From here the play leapfrogs back in time to various turning points in the tangle of revelations and secrets that followed in the wake of Jerry's semi-intoxicated confession of love one night during a party at Emma and Robert's house. As the play progresses toward this last -- or first -- encounter, almost a decade earlier, we tot up the little betrayals that led to bigger ones, take note of who is concealing what at any given moment, calibrate the changing temperature of Emma and Jerry's affair. As an intellectual exercise, the production is good fun, but emotionally it's a game of diminishing returns.
For this it's hard to fault the actors, who give performances that are impeccable by any standards -- except, perhaps, the peculiar ones particular to Pinter. All three of the lead performances are too often emotionally direct in a way that Pinter's play consciously, even meticulously, is not. This brings some rewards: Binoche has an inviting warmth and fragility that makes the play's opening scene heartbreaking to watch; in the birdlike gestures, halting speech and moist eyes she is the picture of a woman who has arrived at the edge of an emotional crisis. When she ends the scene by saying, "It doesn't matter; it's all over," the production hits a note of depth that it rarely matches.
But the very qualities that make Binoche such an appealing stage presence -- the wondrous transparency of her emotions -- are really antithetical to Pinter in general and the play in particular. Binoche brings the play's subtext -- the deep responses hidden beneath the secrets and subterfuge, and masked by the prosaic dialogue -- right to the surface, leaving nothing but shallows underneath. Without the presence of the tension between what is said and what looms behind it, the play seems somewhat underwritten, the characters shallow. And while Binoche speaks English in the proper manner of a French woman long resident in London, she cannot master the meaningful inflections and emphases that are so vital to the effect of Pinter's dialogue.
Although he strikes not a single false note, Slattery is a somewhat too soft and jovial presence; we see his vulnerability all too clearly. The scene in which Robert gets volubly soused at lunch, having just learned of the affair between Emma and Jerry, is the comic highlight of the production. But an element of menace and manipulation, of Robert's furies seething beneath the surface, is missing here and elsewhere.
Indeed, everyone in this love triangle seems so comfortable and friendly that there doesn't seem to be much at stake. Schreiber, who handles the language quite beautifully, is most effective, but of course his character, because of what he doesn't know, is the least emotionally complex.

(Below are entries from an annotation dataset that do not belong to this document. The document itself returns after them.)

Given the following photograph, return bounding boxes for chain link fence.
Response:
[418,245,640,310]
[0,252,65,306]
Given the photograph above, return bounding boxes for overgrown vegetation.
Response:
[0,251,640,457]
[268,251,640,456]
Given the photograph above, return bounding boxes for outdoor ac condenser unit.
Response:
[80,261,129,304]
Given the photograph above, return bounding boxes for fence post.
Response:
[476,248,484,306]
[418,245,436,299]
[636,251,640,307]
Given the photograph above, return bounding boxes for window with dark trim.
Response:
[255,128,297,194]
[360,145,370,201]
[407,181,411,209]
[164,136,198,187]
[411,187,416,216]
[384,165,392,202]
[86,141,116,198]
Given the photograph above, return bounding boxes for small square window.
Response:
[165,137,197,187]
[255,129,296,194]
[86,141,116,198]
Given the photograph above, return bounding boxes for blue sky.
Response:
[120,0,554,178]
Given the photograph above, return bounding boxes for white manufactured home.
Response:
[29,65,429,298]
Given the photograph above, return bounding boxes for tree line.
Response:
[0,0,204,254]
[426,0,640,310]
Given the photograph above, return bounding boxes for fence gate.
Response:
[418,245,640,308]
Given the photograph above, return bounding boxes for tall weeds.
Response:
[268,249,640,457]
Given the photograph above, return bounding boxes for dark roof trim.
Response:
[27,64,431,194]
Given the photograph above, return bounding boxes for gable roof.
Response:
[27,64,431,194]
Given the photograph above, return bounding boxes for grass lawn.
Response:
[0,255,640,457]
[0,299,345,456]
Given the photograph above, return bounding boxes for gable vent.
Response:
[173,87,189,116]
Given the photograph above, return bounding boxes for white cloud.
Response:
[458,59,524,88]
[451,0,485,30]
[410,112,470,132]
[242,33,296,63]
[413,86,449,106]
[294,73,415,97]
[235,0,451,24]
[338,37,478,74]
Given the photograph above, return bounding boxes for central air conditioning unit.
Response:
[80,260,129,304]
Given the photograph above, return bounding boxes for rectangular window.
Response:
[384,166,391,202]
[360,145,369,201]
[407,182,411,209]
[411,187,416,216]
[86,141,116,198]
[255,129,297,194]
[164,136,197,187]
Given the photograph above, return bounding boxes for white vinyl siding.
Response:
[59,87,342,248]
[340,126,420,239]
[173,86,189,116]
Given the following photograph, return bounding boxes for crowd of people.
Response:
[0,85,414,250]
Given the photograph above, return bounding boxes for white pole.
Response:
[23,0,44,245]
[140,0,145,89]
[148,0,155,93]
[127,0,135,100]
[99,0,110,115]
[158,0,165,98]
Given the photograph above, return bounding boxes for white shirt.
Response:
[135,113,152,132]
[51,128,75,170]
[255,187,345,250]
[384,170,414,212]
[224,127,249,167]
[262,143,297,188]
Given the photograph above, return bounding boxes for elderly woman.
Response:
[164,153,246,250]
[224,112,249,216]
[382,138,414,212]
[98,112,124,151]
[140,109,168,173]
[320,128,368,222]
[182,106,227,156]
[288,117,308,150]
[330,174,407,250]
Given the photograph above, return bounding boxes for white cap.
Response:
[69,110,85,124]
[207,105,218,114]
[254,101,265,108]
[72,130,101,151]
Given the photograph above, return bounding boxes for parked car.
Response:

Pinter pointedly ends the play with a scene that's as fraught with overt emotion as the rest of the play is devoid of it. In the darkness of her bedroom, where Emma has come to fix her makeup, Jerry spills out his anguished confession of love in a torrent of language that's as florid as all that has gone before it is spare. (Howell's costumes, by the way, cleverly increase in color to match the tenor of the romance: In dull gray layers as the play begins, Binoche is in deep red velvet at the final curtain.) The scene should arrive like a thunderclap after the rigorous repression of what has gone before; but in this production, in which not a lot seems to be repressed, it merely plays like another tepid episode in a chronicle more notable for its silken surfaces than its dramatic depths.